Dabinderjit Singh with journalist Phil Miller. Credit: Ruhi Khan

Dabinderjit Singh with journalist Phil Miller. Credit: Ruhi Khan

The freelance journalist then made an appeal to the First-Tier Tribunal, but due to various reasons, including the witnesses in the case being senior and busy officials, the case was put up for hearing only after a year.

Day one of hearing

The first day of the hearing saw four witnesses give evidence: Philip Barton, director general, consular and security at the Foreign and Commonwealth Office; Owen Jenkins, former FCO director for South Asia and Afghanistan, Dabinderjit Singh of the UK Sikh Federation and journalist Miller.

Barton’s evidence was taken behind locked doors and even Miller’s legal team was not privy to the proceedings which continued all morning and carried on after lunch.

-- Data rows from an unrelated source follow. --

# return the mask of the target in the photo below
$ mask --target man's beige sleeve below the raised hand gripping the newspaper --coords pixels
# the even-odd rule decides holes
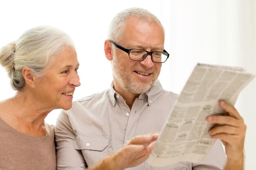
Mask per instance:
[[[222,170],[226,159],[222,143],[217,139],[203,161],[192,163],[192,170]]]

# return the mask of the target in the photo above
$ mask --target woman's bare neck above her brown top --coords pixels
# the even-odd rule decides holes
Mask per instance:
[[[32,136],[45,136],[45,117],[50,111],[36,106],[33,97],[17,93],[0,102],[0,117],[12,128]]]

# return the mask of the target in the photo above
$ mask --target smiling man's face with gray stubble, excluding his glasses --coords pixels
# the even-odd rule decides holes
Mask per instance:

During the hearing, it was reiterated that the two documents found by Miller might have been mistakenly released to the archives.

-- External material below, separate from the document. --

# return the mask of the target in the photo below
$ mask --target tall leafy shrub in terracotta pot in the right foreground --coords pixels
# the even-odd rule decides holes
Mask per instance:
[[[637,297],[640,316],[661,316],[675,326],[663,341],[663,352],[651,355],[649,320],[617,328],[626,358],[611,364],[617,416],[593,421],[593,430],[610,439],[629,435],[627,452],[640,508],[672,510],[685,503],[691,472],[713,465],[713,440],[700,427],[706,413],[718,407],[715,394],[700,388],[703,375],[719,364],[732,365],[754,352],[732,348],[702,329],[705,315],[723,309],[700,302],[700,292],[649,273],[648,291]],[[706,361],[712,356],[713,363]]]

Miller took to the stand and spoke about the human rights situation in Punjab, mentioning the Special Powers Act (1983) and Operation Blue Star. “Britain cannot deny that they had no idea of what was unfolding (in Punjab). The British high commissioner had all the information.” Miller also quoted a British diplomat saying that some of the laws used against Sikhs at the tie operated in the framework of “guilty until proven innocent.”

Trade over human rights?

It was in this background, Miller pointed out, that it was important to see whether “trade concerns were trumping human rights”. The judge at one point asked if Miller was “expecting smoking guns.” Outlining his concern behind the move to get the British government to release more documents, Miller said it was crucial to understand the “context in which this decision (to provide assistance to India) was made.” To a pointed question by a judge on whether there is direct evidence of British involvement in the operations in Punjab, Miller replied in the negative.

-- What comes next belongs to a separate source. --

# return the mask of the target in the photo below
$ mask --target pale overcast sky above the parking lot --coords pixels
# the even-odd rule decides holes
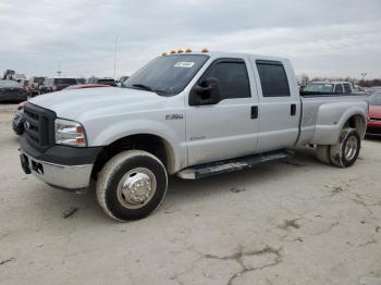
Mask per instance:
[[[204,47],[291,59],[296,73],[381,78],[381,0],[1,0],[0,73],[131,75]]]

He, however, stressed that there is a need to find out what form the British “assistance” to India took in 1984. “Assistance can mean different things. It could be training in the UK of Indian officers, selling equipment to be able to use them for internal usage,” Miller told the court. There were also references to possible arms deal between the two countries during the hearing. Miller later told The Wire that “the government’s review tried to downplay the motivations of arms sales and helicopter sales that were very important in UK-India relations then.”

Indo-UK ties at risk?

According to the cabinet office, one of the main reasons for withholding the files is to prevent any straining of ties with India. Dabinderjit Singh of the Sikh Federation gave evidence to counter these claims. “In January 2014, when Miller got those papers, the Congress party was in power. In the run-up to the elections, the BJP talked extensively about what happened in 1984. The BJP had taken a different approach.”

He also referred to a statement by home minister Rajnath Singh that he is in favour of papers relating to 1984 operations being made public, as a testimony to India’s openness about the ghastly episode. “As a British national, I want to know what exactly my government did in my name on an issue that is so relevant to the community,” Singh told the court.

Not historical but ‘live interest’

From the FCO’s side, it was only the testimony of Jenkins which was open to the public. He emphasised that documents relating to Operation Blue Star were not historical but have “very live interest”. Referring to the attack on  General Brar in London, Jenkins asserted that “this is related to contemporary politics.”

Jenkins fielded questions on the cabinet office’s decision to not release documents requested by Miller when documents relating to sensitive conversation between Margaret Thatcher and L.K. Jha – Indira Gandhi’s emissary – could be made public. Only a “small sub-section of the file” has been kept away, insisted Jenkins.

Miller’s legal team argued that the change in regime in India should facilitate Britain’s decision to release the documents, which was countered by Jenkins who said that the change of government in India is not a “radical departure as has been suggested”, and a “good deal of institutional continuity” remains in force.